Fenomeno Trump
Trump non è naturalmente il buffone
che finge di essere. Finge, anzi, in una
strategia di comunicazione precisa, si direbbe studiata alle virgole, evidente
nella profluvie di ex tweet che lancia ogni giorno, e nei dialoghi quotidiani
con i giornalisti, a ogni uscita dalla Casa Bianca e al “caminetto”. Per “fare
notizia”, ogni giorno, con linguaggio diretto. Modellato, si dice con disprezzo,
sui Maga, i coatti celoduristi, che invece non lo capiscono – lo seguono ma non
lo capiscono (non capiscono nulla). Noiì, sui social.

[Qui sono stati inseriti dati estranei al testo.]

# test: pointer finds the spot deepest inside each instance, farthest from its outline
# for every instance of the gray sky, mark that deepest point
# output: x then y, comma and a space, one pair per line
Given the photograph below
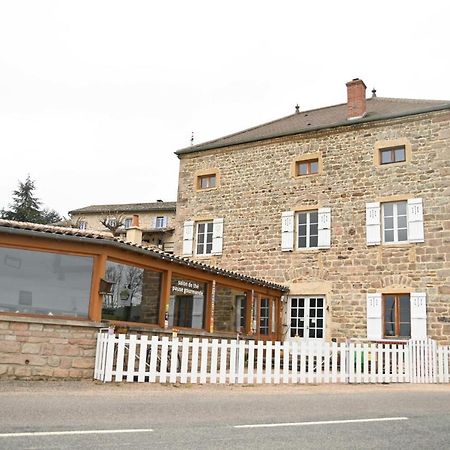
95, 96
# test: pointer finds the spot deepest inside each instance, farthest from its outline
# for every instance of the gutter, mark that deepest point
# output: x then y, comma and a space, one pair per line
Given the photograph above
142, 251
204, 147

Una strategia complessa, frutto evidentemente
di un’organizzazione anch’essa complessa, a partire dalla finta ingenua che gli
fa da portavoce. Che comprende il finto pagliaccio: esagerazioni, minacce, ingenuità,
buffonerie. Evidente nel format: subito
il radicalismo, la botta. E sempre con uscite studiate: frasi fintamente dal
sen fuggite e invece calibrate, negli aggettivi, i toni, le pause, e il
significato dietro il colore.
Non una novità, fu la strategia di Reagan
– altro parvenu, che i media mainstream dovevano
irridere. Reagan non aveva (costose) guerre aperte, ma sull’economia fece
presto e bene quello che Trump prova, chiudendo la sua offensiva in pochi mesi alle
sue condizioni con l’Accordo del Plaza, dazi e contingenti, e svalutazione del
dollaro – allora il “nemico” era il Giappone e non la Cina, con l’Europa sempre
nel mezzo.
Del tutto nuovo è la strategia di
comunicazione. Il berrettino sul vestito sempre perfetto, di sartoria, con una
grande varietà di cravatte tinta unita – serie ma colorate. E la disponibilità
a ogni domanda in ogni occasione. Con risposte sintetiche, se possibile trasgressive.